A Gallup poll released yesterday showed 65 per cent of Americans approved of his performance. Some 21 per cent disapproved and the rest had no opinion.
The public has seen more fat years than lean under Mr Greenspan, whose tenure spanned the 1990s economic boom. During the record 10-year expansion he carried an aura on Wall Street that made many feel he might keep growth running indefinitely.
That bumper growth period of the 1990s was fuelled in part by a huge stocks rally that Mr Greenspan famously labelled "irrational exuberance" in 1996, though he later said it was not his role to second-guess investors.
The bursting of the high-tech bubble in 2000 and a subsequent mild recession tested investors' faith, but the world has rushed to praise him in his waning months on the job.

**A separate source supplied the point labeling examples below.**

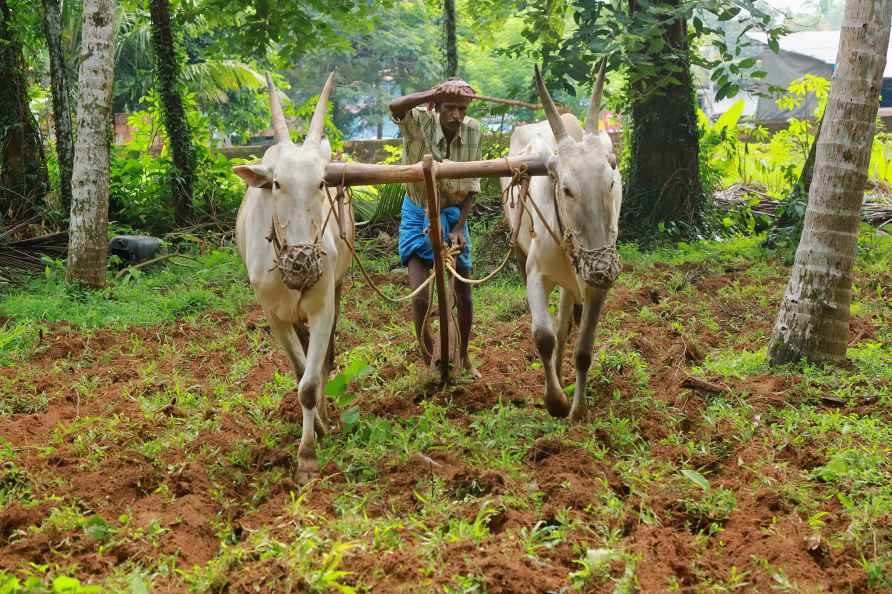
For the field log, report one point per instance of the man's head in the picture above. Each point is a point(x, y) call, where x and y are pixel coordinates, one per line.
point(453, 98)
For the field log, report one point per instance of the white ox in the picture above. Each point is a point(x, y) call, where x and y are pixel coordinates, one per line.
point(568, 236)
point(290, 239)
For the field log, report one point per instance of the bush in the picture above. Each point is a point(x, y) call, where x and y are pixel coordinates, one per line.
point(141, 173)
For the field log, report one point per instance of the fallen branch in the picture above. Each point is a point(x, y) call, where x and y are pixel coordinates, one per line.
point(153, 261)
point(701, 385)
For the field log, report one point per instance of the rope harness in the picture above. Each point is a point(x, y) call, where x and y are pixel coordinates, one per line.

"There are some of us who believe he aided and abetted some asset bubbles," said Paul Kasriel, chief economist of Northern Trust Co. in Chicago, alluding to the 1990s stock market boom and the surge in housing prices over the past five years.
Mr Greenspan counters these accusations by saying interest rates are too blunt a tool to safely fix asset bubbles.
The Fed chairman has also faced criticism for stepping into areas that had nothing to do with monetary policy, offering support for Mr Bush administration tax cuts in 2001 and private retirement accounts in the government system.
Mr Greenspan (79), who is being succeeded by Ben Bernanke, now has plans for a book, a consulting service and speaking engagements.